If you’ve been reading this blog regularly, the following updates will make a little sense:

I.
In the 5 April post, I mentioned a fiction-writing course concept I was pitching to a school I’d hope would hire me.  The idea was to take a step back (or to the left or right) from the memoir/autobiography rage and make a case for good old fashioned imagination-driven fiction.  I’m happy to report that we’ll be giving it a go.  Here’s an excerpt from the course blurb:

Enough About Me: Write-What-You-Don’t-Know Fiction
Some writing classes preach the dictum “write what you know,” and memoirs and autobiographical fiction are all the rage.  But many of us both read and write creatively as a way of putting ourselves in others’ shoes, inhabiting other worlds and psyches, developing stories about places and people who are very different from us.  Are you a woman interested in writing a male character?  A middle-class male wanting to write a story about a homeless youth?  An atheist writing about a nun? An American writing a piece set in South America?  A teacher whose main character is a drummer in a rock band?  In this course, we will look at elements of fiction craft crucial to developing your not-me fiction...

The course will only run if we get a critical mass of student sign-ups.  Cross your fingers.

II.
Wyatt Mason of Harper’s Magazine is, as he puts it, “turning my attention to other tasks” and leaving the blog world for now.  Harper’s seems to be keeping the archives up on the “Sentences” site, so I’ll keep Mr. Mason on my blogroll for now.

*Update: I’ve replaced “Sentences” with maudnewton.com.

III.
Manjushree Thapa’s The Tutor of History has been on my Reading List page for the last six weeks or so.  During certain seasons of life, I can be a terribly slow reader (and at other times, I devour books one after the other and barely lift my eyes to the real world), so one shouldn’t take the duration of the novel’s presence on my Reading List as any reflection on its quality.  In fact, having just finished it, I want to both highly recommend it and say a few words about it.

As for story summary, here’s an excerpt from the back cover:

The events of the novel unfold against the backdrop of a campaign for parliamentary elections in the bustling roadside town of Khareini Tar [Nepal]… Written with rare insight into the politics of a nation and of human relationships…

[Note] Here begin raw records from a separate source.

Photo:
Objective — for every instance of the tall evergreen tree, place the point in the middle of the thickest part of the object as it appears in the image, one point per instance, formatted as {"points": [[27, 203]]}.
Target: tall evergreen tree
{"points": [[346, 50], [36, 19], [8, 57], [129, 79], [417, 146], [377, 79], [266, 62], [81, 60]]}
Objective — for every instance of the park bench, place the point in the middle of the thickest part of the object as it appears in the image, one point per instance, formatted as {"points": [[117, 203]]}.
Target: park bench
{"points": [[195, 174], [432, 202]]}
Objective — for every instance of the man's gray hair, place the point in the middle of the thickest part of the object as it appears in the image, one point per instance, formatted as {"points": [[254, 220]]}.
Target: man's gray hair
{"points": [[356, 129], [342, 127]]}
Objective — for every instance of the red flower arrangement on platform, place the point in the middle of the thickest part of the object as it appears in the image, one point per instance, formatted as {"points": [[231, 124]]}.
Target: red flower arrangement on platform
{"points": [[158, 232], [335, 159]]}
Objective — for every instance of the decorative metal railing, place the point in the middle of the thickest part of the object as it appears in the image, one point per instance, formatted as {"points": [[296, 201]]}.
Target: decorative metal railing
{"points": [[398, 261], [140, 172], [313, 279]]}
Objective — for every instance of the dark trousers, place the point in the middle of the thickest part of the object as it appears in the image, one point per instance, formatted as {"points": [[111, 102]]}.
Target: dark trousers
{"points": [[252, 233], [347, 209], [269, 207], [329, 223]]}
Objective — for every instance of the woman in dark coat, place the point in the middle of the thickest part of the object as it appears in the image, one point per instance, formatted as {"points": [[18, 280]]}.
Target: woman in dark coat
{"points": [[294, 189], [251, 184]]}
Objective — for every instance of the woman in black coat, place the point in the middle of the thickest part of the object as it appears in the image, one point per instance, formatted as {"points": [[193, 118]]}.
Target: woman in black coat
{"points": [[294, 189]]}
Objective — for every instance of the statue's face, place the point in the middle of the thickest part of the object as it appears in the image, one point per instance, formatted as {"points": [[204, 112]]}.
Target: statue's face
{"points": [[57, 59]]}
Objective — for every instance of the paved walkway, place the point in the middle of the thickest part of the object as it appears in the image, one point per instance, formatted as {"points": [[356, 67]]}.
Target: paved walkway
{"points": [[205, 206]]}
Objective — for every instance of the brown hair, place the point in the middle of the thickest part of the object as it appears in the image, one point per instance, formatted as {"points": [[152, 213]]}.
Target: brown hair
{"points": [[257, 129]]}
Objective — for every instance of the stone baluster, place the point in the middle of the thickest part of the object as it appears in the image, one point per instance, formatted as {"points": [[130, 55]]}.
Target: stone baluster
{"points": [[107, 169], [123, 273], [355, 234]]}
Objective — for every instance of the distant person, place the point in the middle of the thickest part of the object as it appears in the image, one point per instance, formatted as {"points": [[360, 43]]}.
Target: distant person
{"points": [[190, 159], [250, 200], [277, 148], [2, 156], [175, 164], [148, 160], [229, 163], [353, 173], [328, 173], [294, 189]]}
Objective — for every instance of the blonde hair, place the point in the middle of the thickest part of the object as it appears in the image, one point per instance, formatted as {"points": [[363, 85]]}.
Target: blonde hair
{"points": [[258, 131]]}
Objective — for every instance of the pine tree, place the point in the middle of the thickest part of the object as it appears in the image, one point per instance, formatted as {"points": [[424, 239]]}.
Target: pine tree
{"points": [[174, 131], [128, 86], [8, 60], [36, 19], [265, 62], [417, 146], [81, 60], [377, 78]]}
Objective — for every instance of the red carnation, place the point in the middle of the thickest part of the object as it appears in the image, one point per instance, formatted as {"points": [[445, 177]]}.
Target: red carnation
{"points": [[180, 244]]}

What I admire most about this novel is its uncompromising fidelity to both mind and heart — meaning, strictly speaking, one might categorize it as a “political novel,” but the reader is mostly engaged by the characters who live and breathe in this particular political landscape. There is so much heart in this novel, even while your brain delights in its intelligence. Thapa reminds me that, while we all have our political and philosophical and moral passions, in the end it is our humanity we are left with — our ability to give and receive love.  At the same time, the novel shows us how external forces, political and cultural, are what limit this ability for many (women in particular) who are cornered into loveless existences.  

As a writer who is also much interested in place-as-character, culture-as- character, I am also deeply impressed by how Thapa has managed to people her novel with quite a large ensemble cast (omniscient point-of-view), without sacrificing what agents and editors often refer to as an “emotional hook” — which said agents and editors often equate with a single protagonist, and a single point-of-view.  The success of this novel seems to me a powerful nose-thumbing at such simplistic (lazy) approaches to the acquisition and marketing of books.

It is perhaps no surprise that The Tutor of History was never acquired for the North American market, given its complex pleasures.  This, to me, speaks to everything that’s wrong with American-style reading and publishing.

[full disclosure: Manjushree Thapa was a classmate of mine at the University of Washington.  It took me way too long to reconnect with her and read her book.  One sometimes fears that the respect and fondness one has for a person might not translate to her creative work; this was clearly not the case here.]